Cognitive solutions for detection of, and optimization based on, cohorts, arms, and phases in clinical trials
Abstract
Cognitive solutions are provided for detection of, and optimization based on, cohorts, arms, and phases in clinical trials. In various embodiments, a first datastore is accessed. The first datastore comprises a clinical trial description. The clinical trial description includes a reference to a cohort, arm, or phase of a clinical study. The clinical trial description is analyzed to identify an entity type. The entity type is a cohort, arm or phase reference. A clinical attribute associated with the entity type is determined within the clinical trial description. A screening criterion associated with the clinical attribute is determined. A second datastore is accessed. The second datastore comprises a medical record of a patient. The medical record is screened against the screening criterion.
Claims
exact text as granted — not AI-modifiedWhat is claimed is:
1 . A method of detecting cohorts, arms and phases in a clinical study comprising:
accessing a first datastore, the first datastore comprising a clinical trial description, the clinical trial description including a reference to a cohort, arm, or phase of a clinical study; analyzing the clinical trial description to identify an entity type, the entity type being a cohort, arm or phase reference; determining a clinical attribute associated with the entity type within the clinical trial description; determining a screening criterion associated with the clinical attribute; accessing a second datastore, the second datastore comprising a medical record of a patient; screening the medical record against the screening criterion.

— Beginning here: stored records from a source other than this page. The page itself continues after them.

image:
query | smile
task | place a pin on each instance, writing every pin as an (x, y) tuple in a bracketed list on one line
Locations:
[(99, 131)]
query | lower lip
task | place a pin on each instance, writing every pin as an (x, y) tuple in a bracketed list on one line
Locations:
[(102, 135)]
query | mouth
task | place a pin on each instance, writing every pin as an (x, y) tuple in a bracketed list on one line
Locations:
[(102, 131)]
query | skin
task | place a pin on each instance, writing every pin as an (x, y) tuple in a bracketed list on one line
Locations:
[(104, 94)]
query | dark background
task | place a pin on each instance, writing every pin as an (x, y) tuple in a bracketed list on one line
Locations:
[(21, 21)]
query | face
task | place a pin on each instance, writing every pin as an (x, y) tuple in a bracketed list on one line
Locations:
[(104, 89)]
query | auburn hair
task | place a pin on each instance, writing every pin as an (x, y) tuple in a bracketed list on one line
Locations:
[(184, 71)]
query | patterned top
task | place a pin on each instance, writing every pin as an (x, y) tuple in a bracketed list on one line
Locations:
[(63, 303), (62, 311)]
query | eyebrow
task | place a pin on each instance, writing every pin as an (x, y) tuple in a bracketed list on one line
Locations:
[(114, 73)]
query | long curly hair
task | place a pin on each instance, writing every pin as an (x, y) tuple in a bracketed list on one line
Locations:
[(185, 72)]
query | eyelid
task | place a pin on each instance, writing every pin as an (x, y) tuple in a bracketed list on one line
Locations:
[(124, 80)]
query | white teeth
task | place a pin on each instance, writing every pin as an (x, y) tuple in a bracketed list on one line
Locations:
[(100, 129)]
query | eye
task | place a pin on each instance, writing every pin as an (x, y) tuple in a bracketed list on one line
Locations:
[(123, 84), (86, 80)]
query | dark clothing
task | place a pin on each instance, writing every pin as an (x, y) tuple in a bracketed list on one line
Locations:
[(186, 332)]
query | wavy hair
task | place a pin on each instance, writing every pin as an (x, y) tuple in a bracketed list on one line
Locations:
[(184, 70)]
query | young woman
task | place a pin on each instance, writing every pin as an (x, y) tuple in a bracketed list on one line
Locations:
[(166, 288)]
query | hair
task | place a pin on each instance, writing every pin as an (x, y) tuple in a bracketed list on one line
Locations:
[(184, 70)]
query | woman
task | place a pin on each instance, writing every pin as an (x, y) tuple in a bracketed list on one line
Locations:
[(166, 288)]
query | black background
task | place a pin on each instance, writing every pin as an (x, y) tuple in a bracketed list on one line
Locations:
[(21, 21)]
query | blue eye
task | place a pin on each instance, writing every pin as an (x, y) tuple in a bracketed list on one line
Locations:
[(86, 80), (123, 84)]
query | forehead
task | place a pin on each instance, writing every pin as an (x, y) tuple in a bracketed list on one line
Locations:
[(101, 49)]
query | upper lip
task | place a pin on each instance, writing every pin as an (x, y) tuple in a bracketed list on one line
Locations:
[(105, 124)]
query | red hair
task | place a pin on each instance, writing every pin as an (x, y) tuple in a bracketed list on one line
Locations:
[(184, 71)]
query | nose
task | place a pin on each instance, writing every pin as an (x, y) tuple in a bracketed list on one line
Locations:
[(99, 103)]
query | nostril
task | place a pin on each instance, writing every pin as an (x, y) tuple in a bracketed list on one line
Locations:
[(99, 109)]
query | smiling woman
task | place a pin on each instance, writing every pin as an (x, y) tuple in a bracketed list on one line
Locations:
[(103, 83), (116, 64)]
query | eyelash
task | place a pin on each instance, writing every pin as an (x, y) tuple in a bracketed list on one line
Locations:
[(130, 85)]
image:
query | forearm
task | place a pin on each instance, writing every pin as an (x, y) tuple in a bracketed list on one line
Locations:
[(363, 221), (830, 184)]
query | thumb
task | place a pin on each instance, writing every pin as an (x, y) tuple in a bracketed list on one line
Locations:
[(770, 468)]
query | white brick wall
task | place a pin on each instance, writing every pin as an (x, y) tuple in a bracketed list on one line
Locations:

2 . The method of claim 1 , wherein analyzing the clinical trial description comprises:
extracting a cohort, arm or phase by Natural Language Processing.
3 . The method of claim 1 , wherein analyzing the clinical trial description comprises:
mapping the entity type to a definition of the detected entity type and the section of the clinical trial description wherein the entity was detected.
4 . The method of claim 1 , wherein analyzing the clinical trial description comprises:
evaluating structural relationships within the clinical trial description.
5 . The method of claim 1 , wherein analyzing the clinical trial description comprises:
inspecting metadata of the clinical trial description for indications of the entity type.
6 . The method of claim 1 , wherein analyzing the clinical trial description comprises:
determining disease characteristics associated with the entity type.
7 . The method of claim 1 , further comprising:
normalizing the cohort, arm, or phase entity names within the clinical trial description.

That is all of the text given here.